Re: [BUGS] Old row version in hot chain become visible after a freeze

Поиск
Список
Период
Сортировка
От Alvaro Herrera
Тема Re: [BUGS] Old row version in hot chain become visible after a freeze
Дата
Msg-id 20170906221217.fnmoipi5zi5w3yrl@alvherre.pgsql
обсуждение исходный текст
Ответ на Re: [BUGS] Old row version in hot chain become visible after a freeze  (Michael Paquier <michael.paquier@gmail.com>)
Ответы Re: [BUGS] Old row version in hot chain become visible after a freeze  ("Wong, Yi Wen" <yiwong@amazon.com>)
Список pgsql-bugs
Michael Paquier wrote:

> frame #4: 0x00000001098fba6b postgres`FreezeMultiXactId(multi=34,
> t_infomask=4930, cutoff_xid=897, cutoff_multi=30,
> flags=0x00007fff56372fae) + 1179 at heapam.c:6532
>    6529                 * Since the tuple wasn't marked HEAPTUPLE_DEAD by vacuum, the
>    6530                 * update Xid cannot possibly be older than the xid cutoff.
>    6531                 */
> -> 6532                Assert(!TransactionIdIsValid(update_xid) ||
>    6533                       !TransactionIdPrecedes(update_xid, cutoff_xid));
>    6534
>    6535                /*
> (lldb) p update_xid
> (TransactionId) $0 = 896
> (lldb) p cutoff_xid
> (TransactionId) $1 = 897

So, looking at this closely, I think there is a bigger problem here: if
we use any of the proposed patches or approaches, we risk leaving an old
Xid in a tuple (because of skipping the heap_tuple_prepare_freeze on a
tuple which remains in the heap with live Xids), followed by later
truncating pg_multixact / pg_clog removing a segment that might be
critical to resolving this tuple status later on.

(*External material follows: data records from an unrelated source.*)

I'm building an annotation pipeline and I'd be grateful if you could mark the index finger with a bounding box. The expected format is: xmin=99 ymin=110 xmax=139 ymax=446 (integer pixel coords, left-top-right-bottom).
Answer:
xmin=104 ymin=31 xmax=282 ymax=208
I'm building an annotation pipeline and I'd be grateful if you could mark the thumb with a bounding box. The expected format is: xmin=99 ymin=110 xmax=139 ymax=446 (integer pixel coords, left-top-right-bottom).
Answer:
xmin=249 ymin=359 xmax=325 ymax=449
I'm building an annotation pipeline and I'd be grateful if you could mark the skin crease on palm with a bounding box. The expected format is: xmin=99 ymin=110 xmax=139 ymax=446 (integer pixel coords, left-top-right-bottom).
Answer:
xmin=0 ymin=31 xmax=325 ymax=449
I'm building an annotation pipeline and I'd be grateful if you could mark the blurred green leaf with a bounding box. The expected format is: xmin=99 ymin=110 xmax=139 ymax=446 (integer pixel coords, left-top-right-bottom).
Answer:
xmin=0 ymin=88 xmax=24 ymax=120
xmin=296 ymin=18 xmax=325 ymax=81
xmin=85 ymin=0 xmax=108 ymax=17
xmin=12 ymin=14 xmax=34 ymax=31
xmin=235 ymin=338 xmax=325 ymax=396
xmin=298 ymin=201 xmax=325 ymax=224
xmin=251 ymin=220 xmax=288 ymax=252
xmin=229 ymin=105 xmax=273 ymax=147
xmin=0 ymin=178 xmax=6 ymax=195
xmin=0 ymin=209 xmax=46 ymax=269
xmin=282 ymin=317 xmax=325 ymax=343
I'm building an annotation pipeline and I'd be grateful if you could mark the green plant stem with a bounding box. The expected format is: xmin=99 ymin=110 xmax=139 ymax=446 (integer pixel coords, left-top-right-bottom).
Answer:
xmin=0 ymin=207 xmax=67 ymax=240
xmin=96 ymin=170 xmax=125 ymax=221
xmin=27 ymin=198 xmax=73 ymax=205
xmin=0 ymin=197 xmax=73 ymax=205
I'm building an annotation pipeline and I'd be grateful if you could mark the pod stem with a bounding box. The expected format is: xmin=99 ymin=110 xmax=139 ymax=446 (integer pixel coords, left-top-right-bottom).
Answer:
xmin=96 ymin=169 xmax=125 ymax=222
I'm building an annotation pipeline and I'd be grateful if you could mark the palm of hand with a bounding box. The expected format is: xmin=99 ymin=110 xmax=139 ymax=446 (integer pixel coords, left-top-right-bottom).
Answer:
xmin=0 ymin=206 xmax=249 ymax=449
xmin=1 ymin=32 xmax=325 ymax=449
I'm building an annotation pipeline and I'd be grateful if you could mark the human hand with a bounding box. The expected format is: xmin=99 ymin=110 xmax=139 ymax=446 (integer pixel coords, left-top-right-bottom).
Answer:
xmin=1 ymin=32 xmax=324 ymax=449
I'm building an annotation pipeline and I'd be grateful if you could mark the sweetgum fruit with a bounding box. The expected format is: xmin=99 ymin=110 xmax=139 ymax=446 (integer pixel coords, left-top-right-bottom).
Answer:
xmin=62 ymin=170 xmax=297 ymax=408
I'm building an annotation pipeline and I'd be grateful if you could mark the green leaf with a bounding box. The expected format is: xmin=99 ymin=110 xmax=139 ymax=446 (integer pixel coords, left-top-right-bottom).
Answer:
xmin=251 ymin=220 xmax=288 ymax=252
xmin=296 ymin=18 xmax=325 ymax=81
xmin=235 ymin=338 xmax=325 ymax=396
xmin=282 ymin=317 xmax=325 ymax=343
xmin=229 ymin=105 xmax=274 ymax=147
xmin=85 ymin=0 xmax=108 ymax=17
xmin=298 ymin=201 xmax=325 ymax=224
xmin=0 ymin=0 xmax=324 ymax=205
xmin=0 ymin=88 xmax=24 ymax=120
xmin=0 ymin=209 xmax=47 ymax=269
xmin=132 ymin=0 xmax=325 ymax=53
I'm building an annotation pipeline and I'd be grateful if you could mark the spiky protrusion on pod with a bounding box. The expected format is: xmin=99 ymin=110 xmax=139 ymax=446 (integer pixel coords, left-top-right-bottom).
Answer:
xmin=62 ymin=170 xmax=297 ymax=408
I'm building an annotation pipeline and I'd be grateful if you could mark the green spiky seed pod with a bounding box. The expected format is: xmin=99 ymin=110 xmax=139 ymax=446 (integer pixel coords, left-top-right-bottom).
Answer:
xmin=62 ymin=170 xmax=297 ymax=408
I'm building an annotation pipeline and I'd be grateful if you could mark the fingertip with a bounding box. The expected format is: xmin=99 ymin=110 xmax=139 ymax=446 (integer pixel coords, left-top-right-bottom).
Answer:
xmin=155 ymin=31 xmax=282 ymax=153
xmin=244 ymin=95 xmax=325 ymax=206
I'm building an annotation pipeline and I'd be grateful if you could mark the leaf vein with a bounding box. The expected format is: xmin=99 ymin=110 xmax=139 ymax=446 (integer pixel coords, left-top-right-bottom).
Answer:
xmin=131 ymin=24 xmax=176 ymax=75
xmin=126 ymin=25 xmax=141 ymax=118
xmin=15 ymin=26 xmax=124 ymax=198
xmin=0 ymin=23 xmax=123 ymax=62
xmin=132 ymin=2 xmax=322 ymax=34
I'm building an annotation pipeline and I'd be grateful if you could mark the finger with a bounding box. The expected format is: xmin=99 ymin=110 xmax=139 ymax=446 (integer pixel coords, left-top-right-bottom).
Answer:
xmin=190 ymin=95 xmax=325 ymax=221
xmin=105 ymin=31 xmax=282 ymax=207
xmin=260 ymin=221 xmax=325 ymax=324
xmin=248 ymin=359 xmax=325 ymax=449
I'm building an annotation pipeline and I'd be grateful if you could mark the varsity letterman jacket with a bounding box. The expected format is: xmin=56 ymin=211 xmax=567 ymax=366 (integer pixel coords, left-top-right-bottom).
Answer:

I think doing the tuple freezing dance for any tuple we don't remove
from the heap is critical, not optional.  Maybe a later HOT pruning
would save you from actual disaster, but I think it'd be a bad idea to
rely on that.

So ISTM we need a different solution than what's been proposed so far;
and I think that solution is different for each of the possible problem
cases, which are two: HEAPTUPLE_DEAD and HEAPTUPLE_RECENTLY_DEAD.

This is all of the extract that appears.